I fear that the perpetrators and masterminds behind the systematic violence will be emboldened, not by our indifference or by what we say, but by what we do. We are very limited in what we can do, but we must try to do more. I also fear that there will be an increased open militarisation of the country, with further disregard for civil law and further unrest. In all conscience, we cannot allow that to happen.
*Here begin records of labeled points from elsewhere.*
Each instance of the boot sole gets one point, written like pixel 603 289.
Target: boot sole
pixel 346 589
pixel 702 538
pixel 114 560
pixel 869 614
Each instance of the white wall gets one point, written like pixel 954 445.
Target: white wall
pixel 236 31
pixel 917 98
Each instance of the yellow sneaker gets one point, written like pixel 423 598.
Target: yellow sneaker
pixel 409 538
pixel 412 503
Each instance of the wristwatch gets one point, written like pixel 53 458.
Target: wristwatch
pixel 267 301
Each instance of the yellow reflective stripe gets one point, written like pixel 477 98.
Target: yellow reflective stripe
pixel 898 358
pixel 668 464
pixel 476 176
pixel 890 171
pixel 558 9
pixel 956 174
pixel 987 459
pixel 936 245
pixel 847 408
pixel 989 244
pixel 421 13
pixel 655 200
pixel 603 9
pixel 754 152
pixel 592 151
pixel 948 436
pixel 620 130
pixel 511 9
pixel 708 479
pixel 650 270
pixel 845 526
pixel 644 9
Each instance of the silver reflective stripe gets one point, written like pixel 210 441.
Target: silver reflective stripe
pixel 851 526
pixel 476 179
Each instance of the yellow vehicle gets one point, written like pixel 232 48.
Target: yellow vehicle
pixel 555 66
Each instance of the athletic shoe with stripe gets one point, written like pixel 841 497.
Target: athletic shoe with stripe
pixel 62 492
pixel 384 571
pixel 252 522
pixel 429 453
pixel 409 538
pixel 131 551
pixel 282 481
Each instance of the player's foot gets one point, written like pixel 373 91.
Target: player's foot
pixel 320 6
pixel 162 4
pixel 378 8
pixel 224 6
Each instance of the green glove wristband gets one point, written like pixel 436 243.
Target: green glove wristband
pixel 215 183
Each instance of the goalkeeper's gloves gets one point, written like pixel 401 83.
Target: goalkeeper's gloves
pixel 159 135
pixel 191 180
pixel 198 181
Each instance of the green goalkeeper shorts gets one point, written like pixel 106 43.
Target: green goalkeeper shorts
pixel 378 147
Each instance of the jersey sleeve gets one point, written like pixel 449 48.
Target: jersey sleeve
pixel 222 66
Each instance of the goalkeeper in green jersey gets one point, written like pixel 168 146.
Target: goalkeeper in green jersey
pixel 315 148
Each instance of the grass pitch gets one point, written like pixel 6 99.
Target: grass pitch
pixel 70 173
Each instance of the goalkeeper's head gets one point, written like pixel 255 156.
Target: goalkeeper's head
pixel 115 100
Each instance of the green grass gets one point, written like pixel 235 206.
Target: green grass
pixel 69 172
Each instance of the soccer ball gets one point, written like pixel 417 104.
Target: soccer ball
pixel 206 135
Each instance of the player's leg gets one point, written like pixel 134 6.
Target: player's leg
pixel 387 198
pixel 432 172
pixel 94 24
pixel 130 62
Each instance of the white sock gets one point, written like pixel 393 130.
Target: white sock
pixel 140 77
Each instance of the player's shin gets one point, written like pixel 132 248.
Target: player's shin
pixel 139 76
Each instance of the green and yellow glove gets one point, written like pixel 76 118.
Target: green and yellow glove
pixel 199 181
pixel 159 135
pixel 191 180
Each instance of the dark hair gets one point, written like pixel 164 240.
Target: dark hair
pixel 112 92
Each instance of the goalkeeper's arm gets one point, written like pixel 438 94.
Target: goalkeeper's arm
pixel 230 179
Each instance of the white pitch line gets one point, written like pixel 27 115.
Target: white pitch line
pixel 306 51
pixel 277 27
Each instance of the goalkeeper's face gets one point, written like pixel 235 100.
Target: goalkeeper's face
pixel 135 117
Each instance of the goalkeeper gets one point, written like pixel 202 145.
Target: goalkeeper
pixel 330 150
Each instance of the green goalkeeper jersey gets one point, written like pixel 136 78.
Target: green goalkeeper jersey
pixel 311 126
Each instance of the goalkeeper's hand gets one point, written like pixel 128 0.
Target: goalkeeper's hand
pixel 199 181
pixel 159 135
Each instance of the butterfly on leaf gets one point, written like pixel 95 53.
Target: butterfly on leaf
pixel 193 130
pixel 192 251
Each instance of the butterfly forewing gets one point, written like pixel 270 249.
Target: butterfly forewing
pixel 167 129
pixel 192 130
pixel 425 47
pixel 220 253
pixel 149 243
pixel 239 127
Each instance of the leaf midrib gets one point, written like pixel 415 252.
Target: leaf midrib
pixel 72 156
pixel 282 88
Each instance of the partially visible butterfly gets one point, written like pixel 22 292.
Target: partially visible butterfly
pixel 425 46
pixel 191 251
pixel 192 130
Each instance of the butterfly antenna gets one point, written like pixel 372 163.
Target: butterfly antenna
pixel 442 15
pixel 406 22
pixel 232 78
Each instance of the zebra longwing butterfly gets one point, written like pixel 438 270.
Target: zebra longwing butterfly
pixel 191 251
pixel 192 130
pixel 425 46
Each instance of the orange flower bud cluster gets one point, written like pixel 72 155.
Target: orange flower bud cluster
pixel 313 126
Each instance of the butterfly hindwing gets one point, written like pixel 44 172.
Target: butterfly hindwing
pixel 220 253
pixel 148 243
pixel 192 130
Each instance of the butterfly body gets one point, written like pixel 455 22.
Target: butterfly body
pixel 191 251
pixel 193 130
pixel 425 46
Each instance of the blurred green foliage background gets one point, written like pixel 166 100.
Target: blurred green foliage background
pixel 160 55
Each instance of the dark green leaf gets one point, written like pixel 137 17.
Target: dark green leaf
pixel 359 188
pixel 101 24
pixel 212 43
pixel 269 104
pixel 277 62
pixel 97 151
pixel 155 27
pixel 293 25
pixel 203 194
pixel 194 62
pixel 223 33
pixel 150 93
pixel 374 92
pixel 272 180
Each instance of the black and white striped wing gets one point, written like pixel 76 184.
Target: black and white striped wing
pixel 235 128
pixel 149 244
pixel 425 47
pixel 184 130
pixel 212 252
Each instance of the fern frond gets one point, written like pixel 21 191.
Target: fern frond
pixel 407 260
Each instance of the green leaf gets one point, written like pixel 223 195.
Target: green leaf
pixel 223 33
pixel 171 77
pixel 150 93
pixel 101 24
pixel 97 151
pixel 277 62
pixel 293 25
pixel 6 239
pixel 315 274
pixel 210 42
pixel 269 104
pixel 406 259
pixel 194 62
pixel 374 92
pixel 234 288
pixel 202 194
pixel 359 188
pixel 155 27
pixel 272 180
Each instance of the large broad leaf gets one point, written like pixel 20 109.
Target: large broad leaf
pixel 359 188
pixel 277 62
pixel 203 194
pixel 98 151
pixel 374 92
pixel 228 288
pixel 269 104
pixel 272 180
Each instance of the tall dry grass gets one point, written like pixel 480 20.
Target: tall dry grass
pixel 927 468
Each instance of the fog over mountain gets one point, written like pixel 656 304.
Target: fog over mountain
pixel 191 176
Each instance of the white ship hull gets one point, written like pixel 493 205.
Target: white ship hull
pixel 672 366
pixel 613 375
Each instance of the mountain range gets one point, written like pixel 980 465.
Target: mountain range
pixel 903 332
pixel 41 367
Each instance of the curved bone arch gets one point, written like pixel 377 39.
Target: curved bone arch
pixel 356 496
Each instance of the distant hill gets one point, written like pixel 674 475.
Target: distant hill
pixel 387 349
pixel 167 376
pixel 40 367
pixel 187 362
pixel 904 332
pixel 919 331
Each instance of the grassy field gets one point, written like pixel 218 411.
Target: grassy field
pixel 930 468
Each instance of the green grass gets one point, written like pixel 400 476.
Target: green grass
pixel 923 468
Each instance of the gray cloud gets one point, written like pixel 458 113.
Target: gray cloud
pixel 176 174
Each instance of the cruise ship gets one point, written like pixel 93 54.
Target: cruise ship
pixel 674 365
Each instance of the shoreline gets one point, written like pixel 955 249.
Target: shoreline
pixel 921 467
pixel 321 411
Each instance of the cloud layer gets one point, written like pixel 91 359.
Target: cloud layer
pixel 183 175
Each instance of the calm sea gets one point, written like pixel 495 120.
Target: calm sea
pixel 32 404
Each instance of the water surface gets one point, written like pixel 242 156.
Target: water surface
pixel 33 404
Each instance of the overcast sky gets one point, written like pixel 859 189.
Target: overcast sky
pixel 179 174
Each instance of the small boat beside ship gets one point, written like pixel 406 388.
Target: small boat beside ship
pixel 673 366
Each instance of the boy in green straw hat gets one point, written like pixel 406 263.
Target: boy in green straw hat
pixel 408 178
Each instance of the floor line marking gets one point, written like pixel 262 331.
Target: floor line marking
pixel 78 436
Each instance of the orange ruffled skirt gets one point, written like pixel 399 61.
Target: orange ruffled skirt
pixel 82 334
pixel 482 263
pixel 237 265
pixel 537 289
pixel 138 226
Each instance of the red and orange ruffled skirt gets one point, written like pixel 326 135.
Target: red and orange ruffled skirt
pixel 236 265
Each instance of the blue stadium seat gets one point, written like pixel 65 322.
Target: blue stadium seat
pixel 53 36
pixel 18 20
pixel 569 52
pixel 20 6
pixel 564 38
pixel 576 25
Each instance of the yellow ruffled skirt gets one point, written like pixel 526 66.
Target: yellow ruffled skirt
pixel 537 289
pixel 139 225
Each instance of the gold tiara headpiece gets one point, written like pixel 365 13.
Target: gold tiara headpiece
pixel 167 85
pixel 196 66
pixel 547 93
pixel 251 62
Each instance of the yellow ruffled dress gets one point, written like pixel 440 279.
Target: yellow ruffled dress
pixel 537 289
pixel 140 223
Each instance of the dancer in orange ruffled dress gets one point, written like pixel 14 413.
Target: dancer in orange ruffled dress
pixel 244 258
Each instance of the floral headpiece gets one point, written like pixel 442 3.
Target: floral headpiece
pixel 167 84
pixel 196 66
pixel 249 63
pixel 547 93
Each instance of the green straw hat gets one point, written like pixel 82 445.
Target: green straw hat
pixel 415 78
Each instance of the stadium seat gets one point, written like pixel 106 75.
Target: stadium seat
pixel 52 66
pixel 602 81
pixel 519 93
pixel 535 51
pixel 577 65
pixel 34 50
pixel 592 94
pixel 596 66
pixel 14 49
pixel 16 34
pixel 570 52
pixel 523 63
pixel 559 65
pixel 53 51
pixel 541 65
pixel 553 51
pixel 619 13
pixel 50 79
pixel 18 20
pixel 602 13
Before the elections, I had hoped to welcome Zimbabwe back to the Commonwealth; I had hoped that more investment would come in; and I welcomed the CDC investment in Zimbabwe. I still think that that is the right route for the country to take ultimately. However, it seems less and less credible for us to support investment in Zimbabwe while the atrocities take place, although I am mindful that if British money does not come in, then Israeli, Russian or Chinese money, which would be less conditional money, will come in. I do not worry about that happening from the perspective of investment returns or British national interest; I worry about it because doing business in countries such as Zimbabwe allows us to leverage our influence within them. So, there is a fine balance to be struck.

I hope that I am proved right in my long-term optimism and I hope that the hon. Member for Vauxhall is wrong in her sometimes pessimistic attitude. However, I fear that yet again she is right. She is being a friend of Zimbabwe, but also a realist, and I thank her again for making an enormous contribution and for securing this debate.